La trasmissione è la Light Speed Transmission, abbinata a una nuova interfaccia battezzata Koenigsegg Sequential Shift. In pratica una leva sequenziale posizionata a pochi centimetri dal volante e un pedale della frizione da usare soltanto alla partenza, perché le cambiate successive avvengono a frizione chiusa grazie al taglio dell’accensione, esattamente come sulla macchina da corsa del 2007. Davanti al selettore c’è un rotore a quattro posizioni chiamato ASMR con le modalità Auto, Sequential, Manual e Reverse. Chi vuole il manuale puro può ancora scegliere l’Engage Shift System a sei marce con griglia a vista ereditato dalla CC850, mentre per il traffico quotidiano resta l’automatico a nove rapporti.
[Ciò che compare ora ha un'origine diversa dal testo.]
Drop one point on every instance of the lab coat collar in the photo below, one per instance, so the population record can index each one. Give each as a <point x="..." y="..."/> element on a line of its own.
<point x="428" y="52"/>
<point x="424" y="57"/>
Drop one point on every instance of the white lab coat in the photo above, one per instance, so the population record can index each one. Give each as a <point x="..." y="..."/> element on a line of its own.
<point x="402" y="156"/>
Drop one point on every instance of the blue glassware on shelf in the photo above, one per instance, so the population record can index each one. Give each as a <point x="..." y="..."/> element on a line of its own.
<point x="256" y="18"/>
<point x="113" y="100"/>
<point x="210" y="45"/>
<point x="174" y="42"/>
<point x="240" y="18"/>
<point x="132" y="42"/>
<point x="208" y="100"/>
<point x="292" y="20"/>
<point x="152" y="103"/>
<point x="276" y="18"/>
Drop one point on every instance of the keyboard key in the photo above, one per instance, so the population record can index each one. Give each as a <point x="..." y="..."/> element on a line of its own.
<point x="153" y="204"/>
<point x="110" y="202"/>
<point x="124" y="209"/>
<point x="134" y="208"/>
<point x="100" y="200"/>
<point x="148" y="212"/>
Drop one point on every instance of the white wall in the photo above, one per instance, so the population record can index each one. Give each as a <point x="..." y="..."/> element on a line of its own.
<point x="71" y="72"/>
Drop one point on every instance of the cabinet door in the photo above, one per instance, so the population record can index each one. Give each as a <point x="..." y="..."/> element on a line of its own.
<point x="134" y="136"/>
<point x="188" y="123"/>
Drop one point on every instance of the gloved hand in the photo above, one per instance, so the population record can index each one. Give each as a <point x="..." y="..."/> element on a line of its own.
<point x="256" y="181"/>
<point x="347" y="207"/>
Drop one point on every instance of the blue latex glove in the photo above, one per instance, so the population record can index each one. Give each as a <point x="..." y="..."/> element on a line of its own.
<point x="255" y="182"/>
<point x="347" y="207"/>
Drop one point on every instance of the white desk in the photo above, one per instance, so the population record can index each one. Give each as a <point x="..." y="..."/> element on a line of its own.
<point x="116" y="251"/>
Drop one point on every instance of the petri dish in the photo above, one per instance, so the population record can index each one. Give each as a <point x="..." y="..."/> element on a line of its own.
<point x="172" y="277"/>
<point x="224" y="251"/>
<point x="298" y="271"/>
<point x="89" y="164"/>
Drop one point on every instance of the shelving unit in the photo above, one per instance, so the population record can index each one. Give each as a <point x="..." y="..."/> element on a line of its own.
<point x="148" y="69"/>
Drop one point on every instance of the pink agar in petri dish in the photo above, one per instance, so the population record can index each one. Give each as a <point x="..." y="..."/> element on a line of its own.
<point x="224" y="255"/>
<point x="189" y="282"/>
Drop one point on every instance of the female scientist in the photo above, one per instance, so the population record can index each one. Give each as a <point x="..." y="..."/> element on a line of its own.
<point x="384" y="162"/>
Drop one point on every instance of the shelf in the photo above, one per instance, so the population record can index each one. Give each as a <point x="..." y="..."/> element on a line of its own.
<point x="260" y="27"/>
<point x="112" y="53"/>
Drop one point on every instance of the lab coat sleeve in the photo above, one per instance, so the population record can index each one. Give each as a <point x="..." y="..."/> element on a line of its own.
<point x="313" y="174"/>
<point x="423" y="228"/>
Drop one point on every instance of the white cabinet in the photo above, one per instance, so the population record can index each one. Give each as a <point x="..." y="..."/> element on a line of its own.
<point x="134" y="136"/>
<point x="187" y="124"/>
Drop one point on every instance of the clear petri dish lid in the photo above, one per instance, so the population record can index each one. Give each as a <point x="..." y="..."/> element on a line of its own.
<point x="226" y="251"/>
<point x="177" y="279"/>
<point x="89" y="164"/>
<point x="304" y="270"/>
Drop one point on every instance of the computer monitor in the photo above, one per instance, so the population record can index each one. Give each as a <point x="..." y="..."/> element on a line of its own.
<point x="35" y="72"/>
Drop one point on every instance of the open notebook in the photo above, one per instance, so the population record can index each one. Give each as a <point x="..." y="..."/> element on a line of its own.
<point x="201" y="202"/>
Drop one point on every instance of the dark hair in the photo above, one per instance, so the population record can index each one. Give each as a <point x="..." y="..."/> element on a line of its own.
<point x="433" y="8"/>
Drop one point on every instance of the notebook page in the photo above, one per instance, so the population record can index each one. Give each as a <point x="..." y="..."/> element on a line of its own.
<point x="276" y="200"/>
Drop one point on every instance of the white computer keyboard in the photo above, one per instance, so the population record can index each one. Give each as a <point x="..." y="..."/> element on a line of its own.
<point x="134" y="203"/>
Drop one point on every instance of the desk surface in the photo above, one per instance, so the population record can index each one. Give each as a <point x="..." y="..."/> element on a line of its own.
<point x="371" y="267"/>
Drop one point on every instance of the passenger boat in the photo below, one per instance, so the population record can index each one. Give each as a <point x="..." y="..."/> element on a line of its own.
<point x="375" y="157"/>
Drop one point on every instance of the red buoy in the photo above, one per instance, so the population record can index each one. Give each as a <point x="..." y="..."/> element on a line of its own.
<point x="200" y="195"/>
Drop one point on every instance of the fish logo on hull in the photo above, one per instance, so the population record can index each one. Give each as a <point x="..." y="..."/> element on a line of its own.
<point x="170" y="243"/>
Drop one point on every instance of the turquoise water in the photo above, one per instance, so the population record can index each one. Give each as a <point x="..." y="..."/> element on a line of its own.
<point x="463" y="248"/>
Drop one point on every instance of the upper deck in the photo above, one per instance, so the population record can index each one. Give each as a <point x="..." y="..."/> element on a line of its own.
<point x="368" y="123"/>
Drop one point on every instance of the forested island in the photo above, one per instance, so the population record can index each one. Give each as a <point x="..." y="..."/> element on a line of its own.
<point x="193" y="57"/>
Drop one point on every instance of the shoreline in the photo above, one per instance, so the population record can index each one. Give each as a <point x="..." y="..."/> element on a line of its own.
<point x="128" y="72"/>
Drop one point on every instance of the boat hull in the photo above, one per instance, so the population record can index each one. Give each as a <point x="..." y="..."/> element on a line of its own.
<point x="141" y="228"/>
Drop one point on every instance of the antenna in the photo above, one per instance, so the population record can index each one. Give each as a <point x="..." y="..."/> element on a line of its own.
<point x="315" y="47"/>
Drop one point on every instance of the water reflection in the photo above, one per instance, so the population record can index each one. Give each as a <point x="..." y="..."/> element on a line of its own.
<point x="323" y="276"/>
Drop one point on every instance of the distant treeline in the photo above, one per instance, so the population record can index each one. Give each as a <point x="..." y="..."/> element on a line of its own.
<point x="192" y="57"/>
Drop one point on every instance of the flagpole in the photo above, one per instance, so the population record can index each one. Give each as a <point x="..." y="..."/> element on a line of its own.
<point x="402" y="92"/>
Abitacolo da corsa, Ghost Fibre e Track Package

Koenigsegg CCGT1, la megacar che riporta in vita il sogno GT1

Dentro si respira aria di paddock, con il selettore coperto per le candele, la levetta per adescare le pompe del carburante e il pulsante rosso di avviamento. La strumentazione analogica Chronocluster ospita al centro un indicatore delle forze G che funziona solo grazie alla fisica, senza alcun collegamento elettrico. I sedili di serie sono monoscocca in carbonio con cinture a sei punti, accanto a un display infotainment aggiornato. Debutta anche la Ghost Fibre, evoluzione della celebre fibra di carbonio bianca vista nel 2009 sulla Trevita e poi abbandonata per la complessità produttiva: una matrice bianca cristallina di aramide e carbonio, più leggera del carbonio tradizionale, con proprietà balistiche protettive e un migliore assorbimento acustico.

Per la prima volta il marchio offre poi un Track Package ufficiale, installabile e rimuovibile presso i centri autorizzati. Comprende rollbar integrato in carbonio, sedili compatibili con il sistema HANS, impianto antincendio omologato, scarico libero da competizione, martinetti pneumatici per il sollevamento ai box, telemetria, sospensioni e freni tarati per la pista e un secondo set di cerchi con slick. Chi lo ordina riceve anche l’invito a giornate in circuito con i meccanici della casa madre al seguito.